That does not mean that students who are harmed by education strikes do not matter. They do and we should seek to put in place systems that result in few education strikes. But education strikes do not endanger life, health or safety and so must be honoured for the greater good that results from respect for fundamental worker rights. Indeed, it is likely that the Ontario government’s back-to-work order was unconstitutional.
If the Ontario government cannot legally and ethically impose a no-strike system on college teachers, it may negotiate such a system. Arbitration in one form or another is a viable alternative even though it has a number of side-effects unwanted by one side or the other. But, for college teachers, arbitration must be negotiated not imposed.

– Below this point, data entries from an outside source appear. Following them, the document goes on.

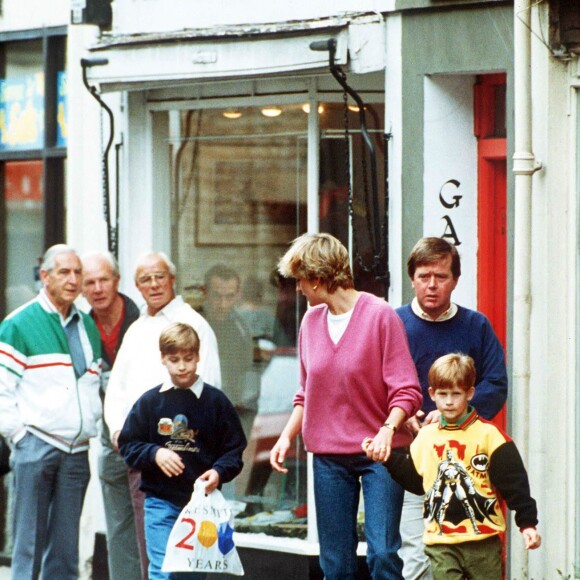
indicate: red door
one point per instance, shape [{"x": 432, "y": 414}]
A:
[{"x": 492, "y": 205}]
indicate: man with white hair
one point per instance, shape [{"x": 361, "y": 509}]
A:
[
  {"x": 138, "y": 366},
  {"x": 50, "y": 355},
  {"x": 113, "y": 313}
]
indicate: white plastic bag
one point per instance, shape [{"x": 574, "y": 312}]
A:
[{"x": 202, "y": 538}]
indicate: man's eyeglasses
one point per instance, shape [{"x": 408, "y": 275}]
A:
[{"x": 159, "y": 277}]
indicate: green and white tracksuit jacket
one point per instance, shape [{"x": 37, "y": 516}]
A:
[{"x": 39, "y": 391}]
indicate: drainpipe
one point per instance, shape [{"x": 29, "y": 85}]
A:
[{"x": 525, "y": 165}]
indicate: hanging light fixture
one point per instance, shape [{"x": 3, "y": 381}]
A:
[
  {"x": 271, "y": 111},
  {"x": 232, "y": 114},
  {"x": 306, "y": 108}
]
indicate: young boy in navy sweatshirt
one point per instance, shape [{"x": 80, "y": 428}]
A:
[{"x": 176, "y": 433}]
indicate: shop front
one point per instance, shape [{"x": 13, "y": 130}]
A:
[{"x": 222, "y": 171}]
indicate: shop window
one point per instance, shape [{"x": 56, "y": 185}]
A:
[
  {"x": 343, "y": 156},
  {"x": 239, "y": 183},
  {"x": 32, "y": 175},
  {"x": 24, "y": 197}
]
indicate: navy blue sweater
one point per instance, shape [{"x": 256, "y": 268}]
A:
[
  {"x": 205, "y": 432},
  {"x": 468, "y": 332}
]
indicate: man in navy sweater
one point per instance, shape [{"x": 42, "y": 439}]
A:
[{"x": 436, "y": 327}]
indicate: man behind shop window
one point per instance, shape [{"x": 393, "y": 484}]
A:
[
  {"x": 236, "y": 347},
  {"x": 435, "y": 327},
  {"x": 113, "y": 313},
  {"x": 49, "y": 408}
]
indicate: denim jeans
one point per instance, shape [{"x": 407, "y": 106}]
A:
[
  {"x": 160, "y": 516},
  {"x": 337, "y": 484},
  {"x": 49, "y": 490}
]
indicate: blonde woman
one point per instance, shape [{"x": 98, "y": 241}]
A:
[{"x": 357, "y": 381}]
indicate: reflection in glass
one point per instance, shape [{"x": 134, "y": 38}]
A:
[
  {"x": 24, "y": 230},
  {"x": 238, "y": 198}
]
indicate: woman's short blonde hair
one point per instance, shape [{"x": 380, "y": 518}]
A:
[
  {"x": 178, "y": 337},
  {"x": 322, "y": 256},
  {"x": 452, "y": 370}
]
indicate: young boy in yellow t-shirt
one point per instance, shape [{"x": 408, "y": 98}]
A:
[{"x": 463, "y": 464}]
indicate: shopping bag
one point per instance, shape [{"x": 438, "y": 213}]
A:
[{"x": 202, "y": 538}]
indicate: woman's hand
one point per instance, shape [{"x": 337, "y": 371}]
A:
[
  {"x": 278, "y": 454},
  {"x": 169, "y": 462},
  {"x": 379, "y": 448},
  {"x": 212, "y": 480}
]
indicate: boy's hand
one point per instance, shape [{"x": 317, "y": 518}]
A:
[
  {"x": 532, "y": 538},
  {"x": 212, "y": 480},
  {"x": 169, "y": 462}
]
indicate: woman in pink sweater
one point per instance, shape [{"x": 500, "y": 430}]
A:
[{"x": 357, "y": 380}]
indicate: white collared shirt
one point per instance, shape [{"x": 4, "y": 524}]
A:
[
  {"x": 196, "y": 388},
  {"x": 138, "y": 366},
  {"x": 448, "y": 314},
  {"x": 48, "y": 305}
]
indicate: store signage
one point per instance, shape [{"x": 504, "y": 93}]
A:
[
  {"x": 22, "y": 112},
  {"x": 61, "y": 109}
]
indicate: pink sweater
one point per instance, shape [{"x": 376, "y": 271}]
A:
[{"x": 349, "y": 388}]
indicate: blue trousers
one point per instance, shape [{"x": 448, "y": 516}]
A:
[
  {"x": 160, "y": 516},
  {"x": 49, "y": 490},
  {"x": 337, "y": 485}
]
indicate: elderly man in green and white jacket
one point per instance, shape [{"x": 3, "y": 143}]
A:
[{"x": 50, "y": 356}]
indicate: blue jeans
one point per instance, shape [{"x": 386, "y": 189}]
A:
[
  {"x": 160, "y": 516},
  {"x": 49, "y": 490},
  {"x": 337, "y": 483}
]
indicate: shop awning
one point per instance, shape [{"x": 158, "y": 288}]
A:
[{"x": 145, "y": 61}]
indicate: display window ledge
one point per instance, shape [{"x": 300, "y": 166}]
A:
[{"x": 288, "y": 545}]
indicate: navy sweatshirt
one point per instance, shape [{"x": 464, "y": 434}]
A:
[
  {"x": 205, "y": 432},
  {"x": 468, "y": 332}
]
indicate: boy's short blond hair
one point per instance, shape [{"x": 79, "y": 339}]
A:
[
  {"x": 177, "y": 337},
  {"x": 452, "y": 370}
]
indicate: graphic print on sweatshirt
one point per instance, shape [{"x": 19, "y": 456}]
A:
[
  {"x": 454, "y": 504},
  {"x": 182, "y": 438}
]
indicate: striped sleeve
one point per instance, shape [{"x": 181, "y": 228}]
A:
[{"x": 12, "y": 365}]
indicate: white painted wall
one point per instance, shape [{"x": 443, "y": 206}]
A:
[
  {"x": 26, "y": 14},
  {"x": 552, "y": 422},
  {"x": 450, "y": 153}
]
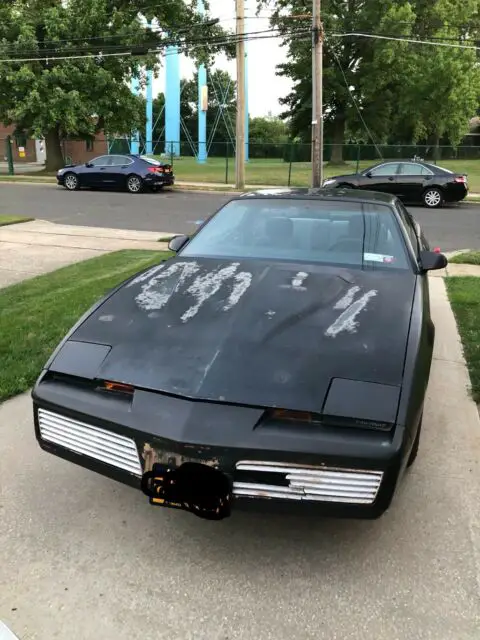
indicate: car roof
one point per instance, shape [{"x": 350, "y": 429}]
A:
[{"x": 337, "y": 195}]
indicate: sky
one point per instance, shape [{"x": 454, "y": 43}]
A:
[{"x": 264, "y": 87}]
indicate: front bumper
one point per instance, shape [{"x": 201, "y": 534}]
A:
[
  {"x": 357, "y": 481},
  {"x": 456, "y": 192},
  {"x": 159, "y": 179}
]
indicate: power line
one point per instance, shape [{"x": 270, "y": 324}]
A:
[
  {"x": 405, "y": 39},
  {"x": 223, "y": 39},
  {"x": 355, "y": 102},
  {"x": 182, "y": 46}
]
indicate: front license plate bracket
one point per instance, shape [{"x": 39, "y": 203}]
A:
[{"x": 200, "y": 489}]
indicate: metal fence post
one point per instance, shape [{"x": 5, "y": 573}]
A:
[
  {"x": 9, "y": 153},
  {"x": 226, "y": 164},
  {"x": 290, "y": 165}
]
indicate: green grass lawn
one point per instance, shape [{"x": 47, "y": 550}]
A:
[
  {"x": 275, "y": 172},
  {"x": 464, "y": 294},
  {"x": 36, "y": 314},
  {"x": 4, "y": 220},
  {"x": 469, "y": 257}
]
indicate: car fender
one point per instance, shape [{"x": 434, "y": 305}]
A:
[{"x": 417, "y": 365}]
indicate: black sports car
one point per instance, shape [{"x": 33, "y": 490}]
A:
[
  {"x": 133, "y": 173},
  {"x": 413, "y": 181},
  {"x": 285, "y": 349}
]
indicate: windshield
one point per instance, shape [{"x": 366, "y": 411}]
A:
[
  {"x": 328, "y": 232},
  {"x": 435, "y": 166}
]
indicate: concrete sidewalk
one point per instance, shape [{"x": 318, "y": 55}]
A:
[
  {"x": 81, "y": 552},
  {"x": 33, "y": 248}
]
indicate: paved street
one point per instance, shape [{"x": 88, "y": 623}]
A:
[
  {"x": 169, "y": 211},
  {"x": 83, "y": 557},
  {"x": 450, "y": 228}
]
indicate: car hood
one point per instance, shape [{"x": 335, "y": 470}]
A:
[
  {"x": 350, "y": 176},
  {"x": 251, "y": 332}
]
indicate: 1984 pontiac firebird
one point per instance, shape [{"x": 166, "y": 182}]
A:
[{"x": 285, "y": 349}]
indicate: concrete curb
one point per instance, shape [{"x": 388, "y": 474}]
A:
[{"x": 5, "y": 633}]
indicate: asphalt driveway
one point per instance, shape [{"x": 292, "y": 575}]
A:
[
  {"x": 83, "y": 557},
  {"x": 175, "y": 211}
]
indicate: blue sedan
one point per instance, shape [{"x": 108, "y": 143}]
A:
[{"x": 133, "y": 173}]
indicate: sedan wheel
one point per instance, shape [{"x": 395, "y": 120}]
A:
[
  {"x": 70, "y": 182},
  {"x": 433, "y": 198},
  {"x": 134, "y": 184}
]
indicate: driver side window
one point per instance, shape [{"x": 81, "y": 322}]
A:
[
  {"x": 389, "y": 169},
  {"x": 410, "y": 227},
  {"x": 102, "y": 161}
]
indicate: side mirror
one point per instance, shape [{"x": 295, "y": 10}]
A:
[
  {"x": 177, "y": 242},
  {"x": 432, "y": 261}
]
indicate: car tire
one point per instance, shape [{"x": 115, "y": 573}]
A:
[
  {"x": 71, "y": 182},
  {"x": 416, "y": 444},
  {"x": 134, "y": 183},
  {"x": 433, "y": 198}
]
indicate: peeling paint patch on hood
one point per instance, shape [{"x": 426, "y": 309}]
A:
[
  {"x": 206, "y": 286},
  {"x": 157, "y": 291},
  {"x": 347, "y": 321}
]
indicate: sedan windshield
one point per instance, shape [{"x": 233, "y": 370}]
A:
[
  {"x": 151, "y": 161},
  {"x": 303, "y": 230}
]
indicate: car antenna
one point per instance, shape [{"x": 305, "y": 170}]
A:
[{"x": 364, "y": 233}]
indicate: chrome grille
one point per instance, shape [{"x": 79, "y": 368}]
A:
[
  {"x": 100, "y": 444},
  {"x": 309, "y": 483}
]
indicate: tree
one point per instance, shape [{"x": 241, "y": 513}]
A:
[
  {"x": 357, "y": 77},
  {"x": 80, "y": 96},
  {"x": 444, "y": 94}
]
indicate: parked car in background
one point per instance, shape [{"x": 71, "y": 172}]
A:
[
  {"x": 130, "y": 172},
  {"x": 284, "y": 352},
  {"x": 413, "y": 181}
]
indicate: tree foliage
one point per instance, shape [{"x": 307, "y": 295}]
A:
[
  {"x": 79, "y": 96},
  {"x": 372, "y": 87}
]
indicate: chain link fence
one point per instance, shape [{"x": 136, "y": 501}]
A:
[{"x": 277, "y": 164}]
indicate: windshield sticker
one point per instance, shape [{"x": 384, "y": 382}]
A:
[
  {"x": 378, "y": 257},
  {"x": 347, "y": 320}
]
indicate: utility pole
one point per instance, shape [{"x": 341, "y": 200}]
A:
[
  {"x": 317, "y": 97},
  {"x": 240, "y": 129}
]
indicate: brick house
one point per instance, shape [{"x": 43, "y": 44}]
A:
[{"x": 78, "y": 151}]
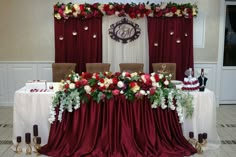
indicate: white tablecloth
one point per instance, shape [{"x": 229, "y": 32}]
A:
[
  {"x": 31, "y": 108},
  {"x": 203, "y": 119}
]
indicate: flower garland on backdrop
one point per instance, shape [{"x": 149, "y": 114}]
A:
[
  {"x": 133, "y": 10},
  {"x": 100, "y": 86}
]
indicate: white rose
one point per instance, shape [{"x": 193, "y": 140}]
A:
[
  {"x": 142, "y": 92},
  {"x": 148, "y": 7},
  {"x": 161, "y": 76},
  {"x": 163, "y": 6},
  {"x": 120, "y": 84},
  {"x": 57, "y": 16},
  {"x": 72, "y": 86},
  {"x": 75, "y": 79},
  {"x": 166, "y": 82},
  {"x": 158, "y": 85},
  {"x": 153, "y": 79},
  {"x": 87, "y": 88},
  {"x": 76, "y": 6},
  {"x": 154, "y": 84},
  {"x": 133, "y": 74}
]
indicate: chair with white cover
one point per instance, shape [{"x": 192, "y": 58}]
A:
[
  {"x": 169, "y": 68},
  {"x": 97, "y": 67},
  {"x": 61, "y": 70},
  {"x": 131, "y": 67}
]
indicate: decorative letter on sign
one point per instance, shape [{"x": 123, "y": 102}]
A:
[{"x": 124, "y": 31}]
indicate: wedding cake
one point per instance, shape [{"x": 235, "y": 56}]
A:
[
  {"x": 190, "y": 83},
  {"x": 36, "y": 84}
]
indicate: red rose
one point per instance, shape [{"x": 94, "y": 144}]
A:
[
  {"x": 82, "y": 7},
  {"x": 173, "y": 9},
  {"x": 156, "y": 76},
  {"x": 101, "y": 80},
  {"x": 152, "y": 91},
  {"x": 132, "y": 84},
  {"x": 66, "y": 86},
  {"x": 77, "y": 84},
  {"x": 116, "y": 92},
  {"x": 115, "y": 80}
]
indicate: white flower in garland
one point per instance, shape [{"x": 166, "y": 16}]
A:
[
  {"x": 120, "y": 84},
  {"x": 88, "y": 89}
]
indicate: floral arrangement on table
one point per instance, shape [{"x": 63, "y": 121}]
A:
[
  {"x": 133, "y": 10},
  {"x": 99, "y": 86}
]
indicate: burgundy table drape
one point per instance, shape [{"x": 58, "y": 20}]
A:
[{"x": 118, "y": 128}]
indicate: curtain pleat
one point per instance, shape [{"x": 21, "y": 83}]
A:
[{"x": 118, "y": 128}]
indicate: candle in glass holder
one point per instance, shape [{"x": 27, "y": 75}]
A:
[
  {"x": 27, "y": 138},
  {"x": 38, "y": 140},
  {"x": 204, "y": 136},
  {"x": 18, "y": 139},
  {"x": 191, "y": 135},
  {"x": 200, "y": 139},
  {"x": 35, "y": 130}
]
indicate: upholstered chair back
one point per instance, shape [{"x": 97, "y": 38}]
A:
[
  {"x": 169, "y": 68},
  {"x": 131, "y": 67},
  {"x": 61, "y": 70},
  {"x": 97, "y": 67}
]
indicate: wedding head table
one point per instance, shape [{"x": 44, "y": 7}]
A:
[{"x": 125, "y": 122}]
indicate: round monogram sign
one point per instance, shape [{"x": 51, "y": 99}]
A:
[{"x": 124, "y": 31}]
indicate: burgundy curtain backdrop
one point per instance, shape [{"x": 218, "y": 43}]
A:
[
  {"x": 118, "y": 128},
  {"x": 78, "y": 41},
  {"x": 171, "y": 40}
]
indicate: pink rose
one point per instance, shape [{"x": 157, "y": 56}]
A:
[{"x": 152, "y": 91}]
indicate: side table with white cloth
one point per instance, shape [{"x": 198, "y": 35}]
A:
[
  {"x": 203, "y": 119},
  {"x": 30, "y": 108}
]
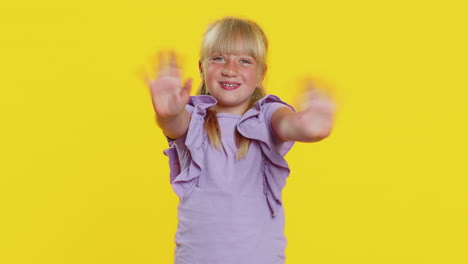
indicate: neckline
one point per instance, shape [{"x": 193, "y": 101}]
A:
[{"x": 228, "y": 115}]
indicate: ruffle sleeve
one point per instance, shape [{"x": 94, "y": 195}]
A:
[
  {"x": 255, "y": 125},
  {"x": 186, "y": 153}
]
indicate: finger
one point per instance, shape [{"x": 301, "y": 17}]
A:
[
  {"x": 173, "y": 59},
  {"x": 188, "y": 85},
  {"x": 174, "y": 68}
]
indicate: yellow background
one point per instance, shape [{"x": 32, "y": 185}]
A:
[{"x": 83, "y": 177}]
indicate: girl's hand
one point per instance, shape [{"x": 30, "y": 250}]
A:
[
  {"x": 318, "y": 112},
  {"x": 169, "y": 97}
]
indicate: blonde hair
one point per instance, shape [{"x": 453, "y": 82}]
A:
[{"x": 231, "y": 36}]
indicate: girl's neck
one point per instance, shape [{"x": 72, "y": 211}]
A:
[{"x": 235, "y": 110}]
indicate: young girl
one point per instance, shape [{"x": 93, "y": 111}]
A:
[{"x": 227, "y": 146}]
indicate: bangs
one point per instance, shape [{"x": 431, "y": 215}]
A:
[{"x": 235, "y": 37}]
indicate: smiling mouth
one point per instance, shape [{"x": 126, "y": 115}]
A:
[{"x": 229, "y": 85}]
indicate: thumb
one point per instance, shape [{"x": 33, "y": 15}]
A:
[{"x": 187, "y": 87}]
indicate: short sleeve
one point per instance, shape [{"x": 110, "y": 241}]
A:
[{"x": 186, "y": 153}]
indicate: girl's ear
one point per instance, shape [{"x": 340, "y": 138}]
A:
[
  {"x": 200, "y": 67},
  {"x": 262, "y": 76}
]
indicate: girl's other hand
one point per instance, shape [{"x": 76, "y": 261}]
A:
[{"x": 169, "y": 97}]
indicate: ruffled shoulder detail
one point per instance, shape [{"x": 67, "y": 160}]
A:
[
  {"x": 186, "y": 154},
  {"x": 255, "y": 125}
]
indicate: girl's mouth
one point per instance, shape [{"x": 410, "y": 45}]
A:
[{"x": 229, "y": 85}]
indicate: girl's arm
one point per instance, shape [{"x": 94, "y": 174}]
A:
[
  {"x": 312, "y": 124},
  {"x": 169, "y": 98}
]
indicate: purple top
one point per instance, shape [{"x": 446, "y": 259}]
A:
[{"x": 230, "y": 210}]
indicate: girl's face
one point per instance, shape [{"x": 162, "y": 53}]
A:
[{"x": 231, "y": 79}]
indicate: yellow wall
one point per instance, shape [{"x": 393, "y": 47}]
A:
[{"x": 83, "y": 178}]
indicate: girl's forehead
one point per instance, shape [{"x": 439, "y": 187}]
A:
[{"x": 236, "y": 53}]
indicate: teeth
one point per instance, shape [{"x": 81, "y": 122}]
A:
[{"x": 229, "y": 85}]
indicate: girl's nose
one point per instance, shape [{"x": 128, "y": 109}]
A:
[{"x": 230, "y": 69}]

It has been my experience, knowing teachers at many levels and being one myself, that student-welfare is high on the priority list of educators everywhere. With good will on both sides a solution respectful of students, teachers and an empowered working class capable of defending democratic values is there to be found and implemented.
Issues for Discussion
Professor Adams was responding to commentary that argued in essence that the right to strike should be curtailed when it comes to public sector workers, including those workers who do not perform “essential services”. Do you believe that there is something fundamentally different about public sector workers that justifies a government restricting or even abolishing their right to strike?
If you have studied the Saskatchewan decision, do you believe that “back to work legislation” enacted by the Ontario government would have been ruled unconstitutional? What additional information, if any, would like to know before answering that question?